Orrin Richard Bundy (born June 19, 1948) is a retired American music conductor and professor.

Bundy was the director of the Penn State Athletic Bands, one of which is the Penn State Blue Band. He originally joined the University Park faculty of The Pennsylvania State University in 1982 as a graduate assistant, then was appointed assistant director of the Blue Band in 1988, before being appointed director in 1996. In addition to his role as director, he taught courses in conducting, marching band techniques, instrumental music education, and band literature. He retired as director in 2015, after 27 years on the faculty.

Bundy's tenure was unique as the only Blue Band director to have also been a member of the marching Blue Band as an undergraduate: before returning as a graduate student, Bundy had played in the Blue Band from 1966 to 1970, during his four years as a college undergraduate. Upon graduation in 1970, Bundy enlisted in the United States Army and served as a trombonist with the United States Continental Army Band. After completing his tour of duty with the military, Bundy became band director and instrumental music instructor in 1976 for the Iroquois School District, in Erie, Pennsylvania. Bundy then went on to receive his master's degree from the University of Michigan before returning to Penn State for his doctoral degree.

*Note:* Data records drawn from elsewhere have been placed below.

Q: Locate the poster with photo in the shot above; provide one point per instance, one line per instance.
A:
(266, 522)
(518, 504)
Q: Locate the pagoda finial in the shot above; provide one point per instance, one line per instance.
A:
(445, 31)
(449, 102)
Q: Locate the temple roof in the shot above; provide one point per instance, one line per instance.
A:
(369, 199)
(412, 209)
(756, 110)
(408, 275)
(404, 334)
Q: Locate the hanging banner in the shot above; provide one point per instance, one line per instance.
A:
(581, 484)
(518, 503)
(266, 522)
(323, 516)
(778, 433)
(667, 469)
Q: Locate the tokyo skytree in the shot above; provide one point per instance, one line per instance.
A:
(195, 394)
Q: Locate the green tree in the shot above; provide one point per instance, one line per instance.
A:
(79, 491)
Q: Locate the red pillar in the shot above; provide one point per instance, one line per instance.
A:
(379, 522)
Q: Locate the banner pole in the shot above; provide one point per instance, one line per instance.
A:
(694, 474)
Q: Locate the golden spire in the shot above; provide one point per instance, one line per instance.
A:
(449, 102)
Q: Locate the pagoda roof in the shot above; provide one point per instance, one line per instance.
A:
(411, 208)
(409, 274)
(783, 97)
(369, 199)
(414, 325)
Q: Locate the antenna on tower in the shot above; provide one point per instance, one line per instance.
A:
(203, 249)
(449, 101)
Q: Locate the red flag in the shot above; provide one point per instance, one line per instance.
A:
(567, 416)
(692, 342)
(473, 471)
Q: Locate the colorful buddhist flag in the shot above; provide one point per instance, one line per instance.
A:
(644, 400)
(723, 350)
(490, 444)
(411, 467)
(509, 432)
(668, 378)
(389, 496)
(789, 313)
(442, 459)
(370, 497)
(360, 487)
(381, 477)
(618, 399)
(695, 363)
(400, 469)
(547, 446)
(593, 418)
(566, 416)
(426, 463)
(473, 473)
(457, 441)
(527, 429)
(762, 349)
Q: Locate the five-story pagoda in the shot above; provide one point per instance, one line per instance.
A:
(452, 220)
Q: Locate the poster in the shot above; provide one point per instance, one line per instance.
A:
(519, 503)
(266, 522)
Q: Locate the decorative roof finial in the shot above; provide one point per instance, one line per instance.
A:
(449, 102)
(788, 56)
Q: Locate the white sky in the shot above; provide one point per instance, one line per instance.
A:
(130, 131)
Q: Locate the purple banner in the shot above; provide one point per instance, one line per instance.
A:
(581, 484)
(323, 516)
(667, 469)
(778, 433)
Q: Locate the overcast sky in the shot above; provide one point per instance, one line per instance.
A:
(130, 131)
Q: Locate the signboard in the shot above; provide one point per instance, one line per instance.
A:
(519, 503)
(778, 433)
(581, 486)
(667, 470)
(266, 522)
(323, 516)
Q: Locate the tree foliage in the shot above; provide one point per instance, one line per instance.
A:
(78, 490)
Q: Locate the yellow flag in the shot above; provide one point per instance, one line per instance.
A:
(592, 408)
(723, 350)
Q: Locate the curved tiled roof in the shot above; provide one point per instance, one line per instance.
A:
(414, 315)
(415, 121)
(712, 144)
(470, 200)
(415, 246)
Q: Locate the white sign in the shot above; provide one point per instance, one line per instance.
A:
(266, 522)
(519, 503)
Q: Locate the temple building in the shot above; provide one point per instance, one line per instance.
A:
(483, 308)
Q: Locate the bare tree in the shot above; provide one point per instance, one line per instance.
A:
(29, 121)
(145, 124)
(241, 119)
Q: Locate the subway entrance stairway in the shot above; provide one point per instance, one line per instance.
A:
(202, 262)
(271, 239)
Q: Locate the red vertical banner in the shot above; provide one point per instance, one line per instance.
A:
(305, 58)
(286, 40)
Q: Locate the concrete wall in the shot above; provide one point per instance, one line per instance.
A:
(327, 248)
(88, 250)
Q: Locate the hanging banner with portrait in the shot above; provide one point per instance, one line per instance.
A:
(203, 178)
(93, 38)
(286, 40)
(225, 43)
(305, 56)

As a guest conductor and adjudicator, Bundy has led ensembles and presented clinics across the United States and Canada. He is a member of the College Band Directors National Association (CBDNA), the Music Educators National Conference, Pennsylvania Music Educators Association, Phi Beta Mu, and Phi Mu Alpha Sinfonia. He was the past president of the Eastern Division of CBDNA and the Nu chapter of Phi Beta Mu. From 2005 to 2007, Bundy partnered with fellow Penn State faculty member and sports enthusiast Jon Nese on the radio program "Let's Talk Penn State." Bundy received Penn State's College of Arts & Architecture Alumni Achievement Award in 2000.

Bundy oversaw a number of milestones in the history of the Blue Band, such as the emergence of the Alumni Blue Band Association (ABBA), which has grown to become the largest Alumni Affiliate Group (AAG) in the Penn State Alumni Association, an expansion in the size of the band, the construction of the Blue Band Building, and the receipt of the Sudler Trophy in 2005. The Blue Band Building was renamed in his honor upon his retirement in 2015.

Bundy's wife, Chris, is an employee of Penn State, and they have four children.